Spice Den Brisbane is living up to its Casuarina sibling's name for serving up quality pan-Asian nosh, and their version of chicken pad Thai only bolsters that notion. It's a mountain of food – a beautiful mountain of texture and flavour, and when you reach its summit you'll wish you were starting the journey all over again. Soft, flat rice noodles tangle with the crunch of fresh bean sprouts, tranches of chicken all flavoured with the gentle pucker of tamarind. Toasty, ground peanuts, coriander leaves and stems, rounds of spring onion and crisp, fried shallots decorate the landscape with a cheek of lime and ramekin of dried chilli thoughtfully served on the side.
We've been eating, drinking and celebrating in Fortitude Valley's Enjoy Inn dining room for years, and are asking ourselves why we've never had the pleasure of their stir-fried prawns with green tea before. From now on they'll definitely be on high rotation! Nine firm-fleshed and fat prawns come heads off, tails on, ultra-high glossed and mirror-finished like they've been dipped into a pot of varnish. Brought to the table and plated no-frills style within a wreath of bright green, cooked-to-crunchy broccoli florets, they're seasoned with slightly bitter notes of tea, offsetting the prawns' sweetness in the most pleasing way.
Chef Jake Pregnell has travelled north to Brisbane into the kitchen of Little Valley, Rick Shores’ sister restaurant, housed in a laneway within the heart of Fortitude Valley. Flouting a menu stacked with multi-regional, modern Chinese interpretations such as the fab fungus dish of kung pao mushrooms, we reckon Little Valley is tops. Pregnell's kung pao sees a bunch of dried red chillies fried off in Sichuan oil for flavour; they give a nuance of warmth rather than the expected lick of fire. Dig down to find heavenly pools of saucy kung pao dressing at the bowl's bottom, the remainder clinging beautifully to springy shiitake mushrooms and stalks and tops of meaty king browns intermingled with spring onion and the toastiest of macadamias for crunch.
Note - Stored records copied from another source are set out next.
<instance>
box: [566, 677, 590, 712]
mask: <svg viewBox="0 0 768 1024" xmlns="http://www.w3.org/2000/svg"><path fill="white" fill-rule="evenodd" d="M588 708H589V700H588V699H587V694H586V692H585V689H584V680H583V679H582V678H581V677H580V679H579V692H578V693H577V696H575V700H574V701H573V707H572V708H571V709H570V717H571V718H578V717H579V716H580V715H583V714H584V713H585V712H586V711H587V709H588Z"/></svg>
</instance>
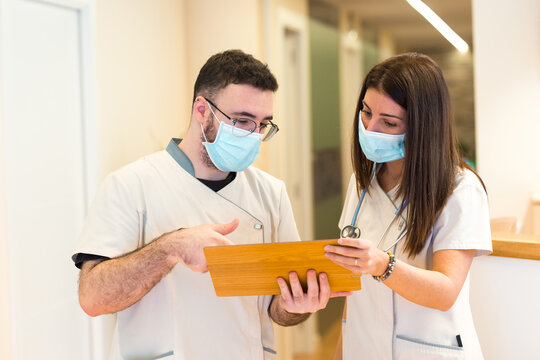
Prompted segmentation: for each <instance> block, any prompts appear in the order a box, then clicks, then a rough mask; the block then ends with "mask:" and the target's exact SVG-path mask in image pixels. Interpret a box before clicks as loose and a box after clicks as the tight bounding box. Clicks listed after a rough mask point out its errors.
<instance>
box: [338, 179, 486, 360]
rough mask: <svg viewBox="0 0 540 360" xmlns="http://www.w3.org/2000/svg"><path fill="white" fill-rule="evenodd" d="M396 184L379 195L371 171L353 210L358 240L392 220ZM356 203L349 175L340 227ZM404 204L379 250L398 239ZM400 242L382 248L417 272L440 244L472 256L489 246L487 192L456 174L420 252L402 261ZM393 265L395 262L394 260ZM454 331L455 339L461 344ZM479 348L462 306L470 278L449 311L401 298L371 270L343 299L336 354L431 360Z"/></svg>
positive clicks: (398, 204)
mask: <svg viewBox="0 0 540 360" xmlns="http://www.w3.org/2000/svg"><path fill="white" fill-rule="evenodd" d="M396 192H397V188H395V189H393V190H391V191H390V192H389V193H385V192H384V191H383V189H382V188H381V187H380V185H379V184H378V182H377V177H376V176H375V177H374V179H373V180H372V182H371V186H370V191H369V192H368V193H366V196H365V198H364V201H363V204H362V206H361V208H360V211H359V214H358V219H357V224H356V225H357V226H358V227H359V228H360V230H361V238H365V239H369V240H371V241H374V242H375V243H378V242H379V239H380V238H381V235H382V234H383V232H384V229H386V227H387V226H388V225H389V224H390V223H391V222H392V220H393V218H394V216H395V212H396V209H397V208H398V207H399V206H400V205H401V200H397V201H396V199H395V194H396ZM357 203H358V194H357V191H356V180H355V178H354V176H353V177H352V178H351V181H350V183H349V188H348V193H347V198H346V200H345V205H344V208H343V213H342V215H341V219H340V223H339V227H340V228H343V227H344V226H346V225H349V224H350V223H351V221H352V218H353V214H354V211H355V208H356V205H357ZM405 218H406V209H405V213H404V214H403V216H402V217H401V218H398V219H397V220H396V221H395V222H394V224H393V225H392V227H391V228H390V230H389V232H388V235H387V236H385V237H384V239H383V240H382V242H381V244H380V245H379V248H380V249H386V248H388V247H389V246H391V245H392V243H393V242H394V241H395V240H396V239H397V237H398V236H399V233H400V232H401V229H402V227H403V226H404V225H405ZM403 247H404V241H401V242H400V243H398V244H397V245H395V246H393V247H392V248H391V249H390V250H389V251H391V252H392V253H394V254H395V255H396V258H398V259H399V260H401V261H403V262H406V263H408V264H411V265H413V266H416V267H419V268H422V269H428V270H430V269H432V266H433V253H434V252H436V251H439V250H445V249H476V255H477V256H479V255H485V254H489V253H490V252H491V250H492V245H491V232H490V228H489V212H488V204H487V196H486V193H485V191H484V189H483V187H482V185H481V184H480V181H479V180H478V178H477V177H476V176H475V174H474V173H473V172H471V171H468V170H464V171H461V172H460V173H459V174H458V176H457V179H456V187H455V189H454V192H453V193H452V195H451V196H450V197H449V199H448V202H447V203H446V205H445V207H444V209H443V210H442V212H441V214H440V216H439V217H438V218H437V219H436V222H435V225H434V227H433V229H432V232H431V234H430V235H429V238H428V240H427V241H426V245H425V247H424V248H423V249H422V251H421V252H420V253H419V254H418V255H416V256H414V257H413V258H409V257H408V256H407V255H406V254H405V253H404V251H403ZM398 266H399V265H398ZM458 336H459V338H460V339H461V344H462V346H460V344H459V341H458ZM482 358H483V357H482V351H481V348H480V344H479V342H478V338H477V336H476V331H475V328H474V324H473V319H472V315H471V310H470V306H469V276H468V275H467V279H466V280H465V283H464V285H463V288H462V289H461V292H460V294H459V296H458V298H457V300H456V302H455V304H454V305H453V306H452V308H451V309H449V310H448V311H440V310H435V309H430V308H427V307H424V306H421V305H417V304H415V303H413V302H410V301H408V300H406V299H405V298H403V297H401V296H400V295H398V294H396V293H395V292H393V291H392V290H391V289H390V288H388V287H387V286H385V285H384V283H379V282H377V281H376V280H374V279H373V278H372V276H370V275H367V276H366V275H363V276H362V290H360V291H357V292H354V293H353V295H352V296H349V297H348V298H347V316H346V319H344V321H343V359H344V360H351V359H362V360H386V359H399V360H402V359H407V360H427V359H429V360H435V359H437V360H438V359H471V360H473V359H474V360H479V359H482Z"/></svg>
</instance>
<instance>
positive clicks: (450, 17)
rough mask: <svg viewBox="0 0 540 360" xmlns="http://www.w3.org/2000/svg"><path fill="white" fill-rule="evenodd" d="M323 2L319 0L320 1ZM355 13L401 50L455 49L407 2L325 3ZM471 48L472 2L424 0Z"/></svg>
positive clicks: (356, 0)
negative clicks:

Peng You's saucy and colourful little offering of sizzling Mongolian lamb delivers the promised sizzle in spades as the completed dish is ushered to the table and upended onto a roaringly hot cast-iron plate in front of your eyes giving cloudy plumes of aromatic steam that rise to the festoons of party lights and tasseled Chinese lanterns hanging above. Zingy ginger, garlic, oyster and soy all cosy up together to become the sauce that bubbles around strips of sweet red and green capsicum, wok-softened onion, neat batons of carrot, spring onion and slices of just-cooked, meltingly-tender lamb.
Libertine's French/Vietnamese theme shines true with chef's tarted-up chicken stir fry loaded with skin-on, free-range chicken just bursting with flavour. The fat from the skin gives another dimension of awesome, along with the flavour of black truffle, garlic, oyster sauce and soy, helping create a rich and silken sauce that glistens and coats every part of the dish before dripping into a glossy, chicken-y pool at the bottom. There's a green trifecta of wok-tossed veg too: beans, broccoli and crisp Brussels sprouts cut in two, all topped with scattered portions of soft Brie to finish.